Ukrainian sovereign Eurobonds surged 25% year-to-date, the most on record, and are second only to Costa Rica’s (+26%) now. The main growth drivers have been undervalued price levels, demand for high-yield assets and the victory of pro-Western candidate Vladimir Zelensky in the presidential election.

All in all, we believe that the upside potential is still strong due to the low base effect in previous years — during the crisis of 2015 GDP dropped to annual rate of −15%, and after four years of stagnation the economy has bound back with the growth rate of 5% in the first half of 2019.
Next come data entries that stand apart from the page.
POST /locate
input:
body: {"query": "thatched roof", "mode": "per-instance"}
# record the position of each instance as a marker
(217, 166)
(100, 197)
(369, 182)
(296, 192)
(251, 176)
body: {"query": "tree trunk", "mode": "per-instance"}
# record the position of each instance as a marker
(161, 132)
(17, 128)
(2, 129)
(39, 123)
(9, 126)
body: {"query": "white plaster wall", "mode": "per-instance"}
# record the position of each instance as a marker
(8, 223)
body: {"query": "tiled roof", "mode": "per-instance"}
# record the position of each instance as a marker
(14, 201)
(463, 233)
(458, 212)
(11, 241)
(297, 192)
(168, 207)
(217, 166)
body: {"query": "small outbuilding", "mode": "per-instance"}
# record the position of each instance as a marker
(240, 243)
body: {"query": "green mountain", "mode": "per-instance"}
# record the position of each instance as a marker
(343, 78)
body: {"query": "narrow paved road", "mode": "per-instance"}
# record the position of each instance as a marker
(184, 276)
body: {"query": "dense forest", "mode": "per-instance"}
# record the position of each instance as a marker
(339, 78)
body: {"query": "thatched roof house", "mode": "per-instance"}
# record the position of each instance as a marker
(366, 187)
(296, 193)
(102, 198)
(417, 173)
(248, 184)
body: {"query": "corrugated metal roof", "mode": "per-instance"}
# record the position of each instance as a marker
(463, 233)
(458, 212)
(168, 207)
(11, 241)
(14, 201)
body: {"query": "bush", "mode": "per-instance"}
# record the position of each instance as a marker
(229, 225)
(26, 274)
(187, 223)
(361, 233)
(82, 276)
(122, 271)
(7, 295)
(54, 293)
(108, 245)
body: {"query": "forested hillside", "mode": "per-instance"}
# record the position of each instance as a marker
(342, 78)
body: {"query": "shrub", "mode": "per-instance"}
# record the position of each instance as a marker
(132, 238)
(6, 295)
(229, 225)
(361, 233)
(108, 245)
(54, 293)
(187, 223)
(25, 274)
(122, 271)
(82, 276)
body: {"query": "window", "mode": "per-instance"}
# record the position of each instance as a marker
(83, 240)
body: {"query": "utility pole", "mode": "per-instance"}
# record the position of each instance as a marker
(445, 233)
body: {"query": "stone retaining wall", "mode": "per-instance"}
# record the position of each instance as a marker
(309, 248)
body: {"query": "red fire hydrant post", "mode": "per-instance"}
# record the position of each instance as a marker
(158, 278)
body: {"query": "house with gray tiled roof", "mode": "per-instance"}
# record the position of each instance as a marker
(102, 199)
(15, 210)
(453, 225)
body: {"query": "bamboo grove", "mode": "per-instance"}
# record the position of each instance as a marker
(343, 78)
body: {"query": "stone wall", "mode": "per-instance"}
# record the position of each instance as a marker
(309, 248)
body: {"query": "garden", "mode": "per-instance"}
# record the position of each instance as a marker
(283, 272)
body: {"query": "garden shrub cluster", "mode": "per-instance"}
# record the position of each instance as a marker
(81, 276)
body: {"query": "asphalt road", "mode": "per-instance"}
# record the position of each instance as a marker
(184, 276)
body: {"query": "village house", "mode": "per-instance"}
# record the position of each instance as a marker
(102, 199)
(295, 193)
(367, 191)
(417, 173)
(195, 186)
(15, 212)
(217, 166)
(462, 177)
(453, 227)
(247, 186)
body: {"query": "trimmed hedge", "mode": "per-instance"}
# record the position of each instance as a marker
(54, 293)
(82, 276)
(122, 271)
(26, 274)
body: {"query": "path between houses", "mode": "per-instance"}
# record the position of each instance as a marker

Ukraine's long-term bonds now yield 400-500 bps lower of what they did eight months ago due to recent strong surge in demand.

With the economy picking up, we expect real GDP to grow 3% in 2019, the current account deficit to shrink to −1%, the budget balance to improve to −2% and debts to decline partially amid of one of the highest debt/GDP ratios among CIS countries.

FX reserves increased by $5 bln to $21 bln over the past 12 months, the government’s short-term and mid-term bonds (up to 5 yrs maturity) now amount to $18 bln, long-term liabilities (over 5 yrs maturity) amount to $22 bln, a total of slightly above $40 bln.

Ukraine external debt payments, $ mln

One of the key factors that may drive further growth is a possible upgrade of the long-term sovereign rating to B (Belarus level), from the current CCC+/B-, in the near term.

Moreover, given Ukraine's debt/GDP ratio is lower than Belarus’ by 20 pp, we believe that if the spread remains, it should narrow significantly.

Growth drivers

  • Ukraine is rated below Belarus by one notch. Ukraine’s current long-term bonds premium of 120 bps should not effectively exceed 50 bps. Therefore, we expect the bonds’ price to climb by 5%
  • Some Ukrainian state-owned entities look even more attractive, such as Ukreximbank with potential yield downside of 150 bps, and a 3% price upside; Oschadbank and, to a lesser extent, the Ukrainian railways
  • We believe that on the price side, Ukraine's quasi-sovereign bonds lag significantly behind the sovereign bonds, and the latter, in turn, lag behind other similar rating CIS states’ bonds

Top picks

Ukraine and CIS yields curve

Source: National statistics agencies, IMF, ITI capital

Given that high debt/GDP ratio is Ukraine's major challenge, the country’s FX bonds coverage ratio is slightly below Argentina’s, standing at 80%.